Edit: to be clear, stutters still happen without InvalidateRect, but just glFinish alone already gets rid of it almost completely.
Why glFinish is called after SwapBuffers, and not before
Not related to any driver bugs, but an interesting tidbit I noticed both on Windows and macOS, is that the order of glFinish and SwapBuffer matters. Not by much, but it makes a difference (230FPS vs 293FPS). The simple reason is that calling glFinish before SwapBuffers synchronizes the GPU twice, whereas calling glFinish after SwapBuffers synchronizes the GPU only once, meaning less time lost due to synchronization. This simple information should be put above the code calling glFinish after SwapBuffers, so a smartass like me doesn't try to correct it before realizing why it's ordered like that against any logical sense.
If the requirement can be inferred from device name then it should be done that way.
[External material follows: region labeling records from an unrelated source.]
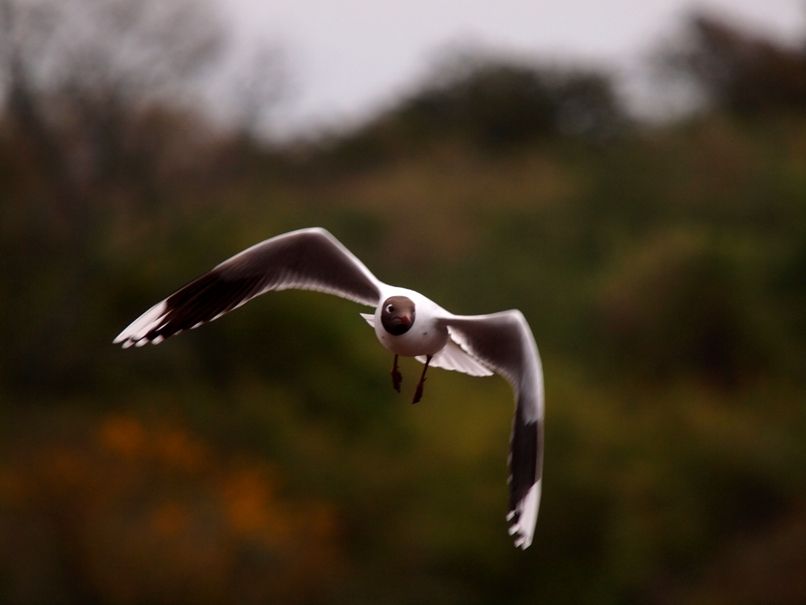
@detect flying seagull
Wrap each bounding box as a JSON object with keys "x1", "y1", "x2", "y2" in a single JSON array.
[{"x1": 114, "y1": 227, "x2": 544, "y2": 549}]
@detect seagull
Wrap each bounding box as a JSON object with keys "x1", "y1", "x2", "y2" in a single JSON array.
[{"x1": 114, "y1": 227, "x2": 544, "y2": 549}]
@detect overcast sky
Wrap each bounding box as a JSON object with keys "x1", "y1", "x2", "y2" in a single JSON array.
[{"x1": 219, "y1": 0, "x2": 806, "y2": 131}]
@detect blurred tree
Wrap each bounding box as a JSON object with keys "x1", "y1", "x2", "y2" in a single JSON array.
[
  {"x1": 326, "y1": 51, "x2": 629, "y2": 165},
  {"x1": 661, "y1": 14, "x2": 806, "y2": 116}
]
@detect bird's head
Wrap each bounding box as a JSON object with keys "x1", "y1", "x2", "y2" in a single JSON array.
[{"x1": 381, "y1": 296, "x2": 414, "y2": 336}]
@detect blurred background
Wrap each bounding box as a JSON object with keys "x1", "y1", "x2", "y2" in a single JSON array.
[{"x1": 0, "y1": 0, "x2": 806, "y2": 604}]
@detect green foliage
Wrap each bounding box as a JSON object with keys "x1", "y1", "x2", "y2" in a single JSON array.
[{"x1": 0, "y1": 8, "x2": 806, "y2": 605}]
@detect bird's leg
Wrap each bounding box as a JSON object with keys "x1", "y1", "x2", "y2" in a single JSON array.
[
  {"x1": 411, "y1": 355, "x2": 433, "y2": 403},
  {"x1": 391, "y1": 355, "x2": 403, "y2": 393}
]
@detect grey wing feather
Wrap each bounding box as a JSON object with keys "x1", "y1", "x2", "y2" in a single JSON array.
[
  {"x1": 444, "y1": 310, "x2": 544, "y2": 548},
  {"x1": 115, "y1": 227, "x2": 388, "y2": 347}
]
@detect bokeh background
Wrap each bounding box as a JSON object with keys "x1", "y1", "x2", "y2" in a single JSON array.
[{"x1": 0, "y1": 0, "x2": 806, "y2": 605}]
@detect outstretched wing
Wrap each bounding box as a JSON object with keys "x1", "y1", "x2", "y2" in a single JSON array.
[
  {"x1": 114, "y1": 227, "x2": 381, "y2": 347},
  {"x1": 443, "y1": 310, "x2": 544, "y2": 549}
]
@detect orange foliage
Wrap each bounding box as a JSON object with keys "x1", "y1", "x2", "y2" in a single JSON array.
[{"x1": 0, "y1": 415, "x2": 341, "y2": 603}]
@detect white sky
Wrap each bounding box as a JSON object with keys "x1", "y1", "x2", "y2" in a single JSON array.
[{"x1": 218, "y1": 0, "x2": 806, "y2": 132}]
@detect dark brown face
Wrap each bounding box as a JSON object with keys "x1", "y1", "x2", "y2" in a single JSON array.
[{"x1": 381, "y1": 296, "x2": 414, "y2": 336}]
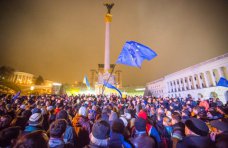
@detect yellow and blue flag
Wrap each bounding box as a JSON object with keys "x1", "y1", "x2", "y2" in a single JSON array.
[
  {"x1": 83, "y1": 75, "x2": 90, "y2": 88},
  {"x1": 217, "y1": 77, "x2": 228, "y2": 87},
  {"x1": 104, "y1": 81, "x2": 122, "y2": 97},
  {"x1": 116, "y1": 41, "x2": 157, "y2": 68}
]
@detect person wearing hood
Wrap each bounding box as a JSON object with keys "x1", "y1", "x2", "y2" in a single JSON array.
[
  {"x1": 108, "y1": 119, "x2": 132, "y2": 148},
  {"x1": 210, "y1": 120, "x2": 228, "y2": 148},
  {"x1": 176, "y1": 118, "x2": 215, "y2": 148},
  {"x1": 85, "y1": 120, "x2": 110, "y2": 148},
  {"x1": 48, "y1": 119, "x2": 71, "y2": 148},
  {"x1": 130, "y1": 118, "x2": 156, "y2": 148},
  {"x1": 72, "y1": 106, "x2": 91, "y2": 148},
  {"x1": 56, "y1": 110, "x2": 77, "y2": 145},
  {"x1": 23, "y1": 113, "x2": 43, "y2": 134},
  {"x1": 108, "y1": 111, "x2": 118, "y2": 126}
]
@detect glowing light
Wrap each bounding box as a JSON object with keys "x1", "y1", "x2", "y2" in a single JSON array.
[
  {"x1": 135, "y1": 88, "x2": 145, "y2": 91},
  {"x1": 30, "y1": 86, "x2": 35, "y2": 90},
  {"x1": 52, "y1": 82, "x2": 62, "y2": 86}
]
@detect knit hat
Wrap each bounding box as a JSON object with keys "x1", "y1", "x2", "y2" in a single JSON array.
[
  {"x1": 185, "y1": 118, "x2": 209, "y2": 136},
  {"x1": 92, "y1": 120, "x2": 110, "y2": 140},
  {"x1": 29, "y1": 113, "x2": 43, "y2": 126},
  {"x1": 20, "y1": 104, "x2": 26, "y2": 109},
  {"x1": 112, "y1": 118, "x2": 125, "y2": 134},
  {"x1": 108, "y1": 111, "x2": 118, "y2": 121},
  {"x1": 124, "y1": 113, "x2": 131, "y2": 120},
  {"x1": 135, "y1": 118, "x2": 146, "y2": 131},
  {"x1": 78, "y1": 106, "x2": 87, "y2": 117},
  {"x1": 210, "y1": 120, "x2": 228, "y2": 132},
  {"x1": 56, "y1": 110, "x2": 68, "y2": 120},
  {"x1": 32, "y1": 108, "x2": 41, "y2": 114},
  {"x1": 47, "y1": 106, "x2": 54, "y2": 111},
  {"x1": 120, "y1": 116, "x2": 128, "y2": 127},
  {"x1": 138, "y1": 110, "x2": 147, "y2": 120}
]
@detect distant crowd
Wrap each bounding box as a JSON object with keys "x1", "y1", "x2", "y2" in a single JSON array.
[{"x1": 0, "y1": 94, "x2": 228, "y2": 148}]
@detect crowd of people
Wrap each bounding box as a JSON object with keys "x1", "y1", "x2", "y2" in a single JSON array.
[{"x1": 0, "y1": 94, "x2": 228, "y2": 148}]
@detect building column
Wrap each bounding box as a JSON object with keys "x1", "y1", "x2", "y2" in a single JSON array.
[
  {"x1": 210, "y1": 70, "x2": 216, "y2": 86},
  {"x1": 167, "y1": 82, "x2": 170, "y2": 93},
  {"x1": 192, "y1": 75, "x2": 197, "y2": 89},
  {"x1": 179, "y1": 78, "x2": 184, "y2": 91},
  {"x1": 217, "y1": 67, "x2": 224, "y2": 79},
  {"x1": 203, "y1": 72, "x2": 210, "y2": 87},
  {"x1": 197, "y1": 73, "x2": 204, "y2": 88},
  {"x1": 183, "y1": 77, "x2": 187, "y2": 91}
]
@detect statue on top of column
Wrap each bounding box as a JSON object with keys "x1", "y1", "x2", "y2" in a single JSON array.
[{"x1": 104, "y1": 3, "x2": 114, "y2": 14}]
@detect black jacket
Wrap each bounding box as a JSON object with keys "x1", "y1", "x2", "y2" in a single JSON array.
[{"x1": 177, "y1": 135, "x2": 215, "y2": 148}]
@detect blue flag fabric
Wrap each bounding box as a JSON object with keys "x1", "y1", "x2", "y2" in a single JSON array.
[
  {"x1": 13, "y1": 91, "x2": 21, "y2": 100},
  {"x1": 116, "y1": 41, "x2": 157, "y2": 68},
  {"x1": 217, "y1": 77, "x2": 228, "y2": 87},
  {"x1": 83, "y1": 76, "x2": 90, "y2": 88},
  {"x1": 104, "y1": 81, "x2": 122, "y2": 97}
]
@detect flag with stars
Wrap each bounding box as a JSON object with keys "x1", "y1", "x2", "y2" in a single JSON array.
[{"x1": 116, "y1": 41, "x2": 157, "y2": 68}]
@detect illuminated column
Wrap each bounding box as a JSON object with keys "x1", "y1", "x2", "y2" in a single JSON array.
[
  {"x1": 217, "y1": 67, "x2": 224, "y2": 79},
  {"x1": 192, "y1": 75, "x2": 197, "y2": 89},
  {"x1": 196, "y1": 73, "x2": 203, "y2": 88},
  {"x1": 210, "y1": 70, "x2": 216, "y2": 86},
  {"x1": 104, "y1": 3, "x2": 114, "y2": 72},
  {"x1": 203, "y1": 72, "x2": 210, "y2": 87}
]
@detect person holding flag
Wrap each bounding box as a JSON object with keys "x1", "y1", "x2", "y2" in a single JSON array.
[{"x1": 83, "y1": 75, "x2": 90, "y2": 89}]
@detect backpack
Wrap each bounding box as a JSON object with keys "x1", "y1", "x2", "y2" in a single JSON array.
[{"x1": 155, "y1": 124, "x2": 172, "y2": 148}]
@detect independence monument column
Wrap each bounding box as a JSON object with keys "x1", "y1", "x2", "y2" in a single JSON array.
[{"x1": 104, "y1": 3, "x2": 114, "y2": 73}]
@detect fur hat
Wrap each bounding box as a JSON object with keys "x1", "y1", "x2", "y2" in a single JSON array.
[
  {"x1": 56, "y1": 110, "x2": 68, "y2": 120},
  {"x1": 210, "y1": 120, "x2": 228, "y2": 132},
  {"x1": 78, "y1": 106, "x2": 87, "y2": 117},
  {"x1": 112, "y1": 118, "x2": 125, "y2": 134},
  {"x1": 29, "y1": 113, "x2": 43, "y2": 126},
  {"x1": 135, "y1": 118, "x2": 146, "y2": 131},
  {"x1": 92, "y1": 120, "x2": 110, "y2": 140},
  {"x1": 120, "y1": 116, "x2": 128, "y2": 127},
  {"x1": 32, "y1": 108, "x2": 41, "y2": 114},
  {"x1": 47, "y1": 106, "x2": 54, "y2": 111},
  {"x1": 185, "y1": 118, "x2": 209, "y2": 136}
]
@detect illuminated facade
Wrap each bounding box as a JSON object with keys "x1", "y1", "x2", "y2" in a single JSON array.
[
  {"x1": 147, "y1": 53, "x2": 228, "y2": 102},
  {"x1": 9, "y1": 71, "x2": 34, "y2": 86},
  {"x1": 88, "y1": 64, "x2": 122, "y2": 88}
]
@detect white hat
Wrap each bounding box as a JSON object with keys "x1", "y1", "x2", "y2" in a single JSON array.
[
  {"x1": 120, "y1": 116, "x2": 128, "y2": 127},
  {"x1": 47, "y1": 106, "x2": 54, "y2": 111},
  {"x1": 20, "y1": 104, "x2": 25, "y2": 109},
  {"x1": 124, "y1": 113, "x2": 131, "y2": 120},
  {"x1": 78, "y1": 106, "x2": 87, "y2": 117},
  {"x1": 29, "y1": 113, "x2": 43, "y2": 126}
]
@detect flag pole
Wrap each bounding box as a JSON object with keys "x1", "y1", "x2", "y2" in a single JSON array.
[{"x1": 102, "y1": 63, "x2": 116, "y2": 96}]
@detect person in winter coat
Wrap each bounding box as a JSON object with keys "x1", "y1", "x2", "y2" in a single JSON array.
[
  {"x1": 210, "y1": 120, "x2": 228, "y2": 148},
  {"x1": 72, "y1": 106, "x2": 91, "y2": 148},
  {"x1": 85, "y1": 120, "x2": 110, "y2": 148},
  {"x1": 171, "y1": 112, "x2": 185, "y2": 148},
  {"x1": 56, "y1": 110, "x2": 77, "y2": 145},
  {"x1": 130, "y1": 118, "x2": 155, "y2": 148},
  {"x1": 108, "y1": 119, "x2": 132, "y2": 148},
  {"x1": 176, "y1": 118, "x2": 215, "y2": 148},
  {"x1": 23, "y1": 113, "x2": 43, "y2": 134}
]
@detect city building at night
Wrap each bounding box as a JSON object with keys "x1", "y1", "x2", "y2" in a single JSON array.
[
  {"x1": 146, "y1": 53, "x2": 228, "y2": 102},
  {"x1": 9, "y1": 71, "x2": 34, "y2": 86}
]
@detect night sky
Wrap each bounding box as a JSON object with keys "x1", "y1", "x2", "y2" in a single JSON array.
[{"x1": 0, "y1": 0, "x2": 228, "y2": 86}]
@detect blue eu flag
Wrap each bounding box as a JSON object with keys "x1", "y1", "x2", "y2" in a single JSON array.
[
  {"x1": 104, "y1": 81, "x2": 122, "y2": 97},
  {"x1": 116, "y1": 41, "x2": 157, "y2": 68},
  {"x1": 83, "y1": 76, "x2": 90, "y2": 88},
  {"x1": 217, "y1": 77, "x2": 228, "y2": 87}
]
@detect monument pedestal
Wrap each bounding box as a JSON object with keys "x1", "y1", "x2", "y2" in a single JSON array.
[{"x1": 95, "y1": 72, "x2": 116, "y2": 94}]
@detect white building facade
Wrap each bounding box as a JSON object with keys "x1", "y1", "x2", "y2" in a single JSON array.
[
  {"x1": 9, "y1": 71, "x2": 34, "y2": 86},
  {"x1": 147, "y1": 53, "x2": 228, "y2": 102}
]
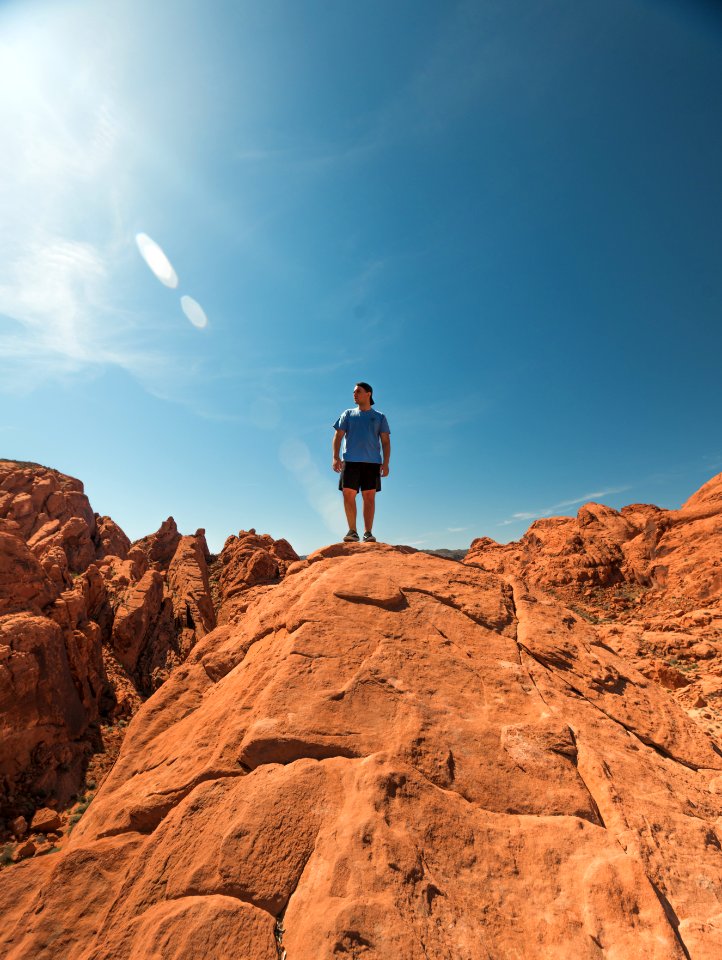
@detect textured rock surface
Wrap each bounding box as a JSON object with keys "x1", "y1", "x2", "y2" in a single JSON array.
[
  {"x1": 0, "y1": 544, "x2": 722, "y2": 960},
  {"x1": 217, "y1": 529, "x2": 299, "y2": 623},
  {"x1": 465, "y1": 474, "x2": 722, "y2": 738},
  {"x1": 0, "y1": 461, "x2": 297, "y2": 836},
  {"x1": 0, "y1": 461, "x2": 215, "y2": 816}
]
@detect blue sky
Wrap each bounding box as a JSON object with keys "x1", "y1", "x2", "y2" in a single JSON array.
[{"x1": 0, "y1": 0, "x2": 722, "y2": 552}]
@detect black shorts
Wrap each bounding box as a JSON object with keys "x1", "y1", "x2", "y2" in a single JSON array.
[{"x1": 338, "y1": 460, "x2": 381, "y2": 493}]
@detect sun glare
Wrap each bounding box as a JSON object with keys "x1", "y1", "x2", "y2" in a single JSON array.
[
  {"x1": 181, "y1": 295, "x2": 208, "y2": 330},
  {"x1": 135, "y1": 233, "x2": 180, "y2": 288}
]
Adding such a setting back should be the last option if we have no other path, and it should be called WorkaroundForXXXDevice, not "reduce dropped frames".
I like the idea of having an enum where OS- and device-specific fixes are applied to certain GL vendor strings.
Although I'd still give the user control to it, at least via framework.ini, so the user can test out if certain fixes work better than our best ability to test a fix for a certain device, so we can adjust the code accordingly.
Here is my idea: besides the workarounds, have some generic options, like Default, Auto, Force, and None.
Default is the current one, and does glFinish after SwapBuffers, but only in VSync. Auto will be the new default option, and a workaround will be automatically selected, if needed, otherwise falls back to Default. Force will always call glFinish after SwapBuffers, while None will not.
I think this could be named FrameSyncMode in framework.ini?
If my proposal sounds right then I would implement this, and make a PR.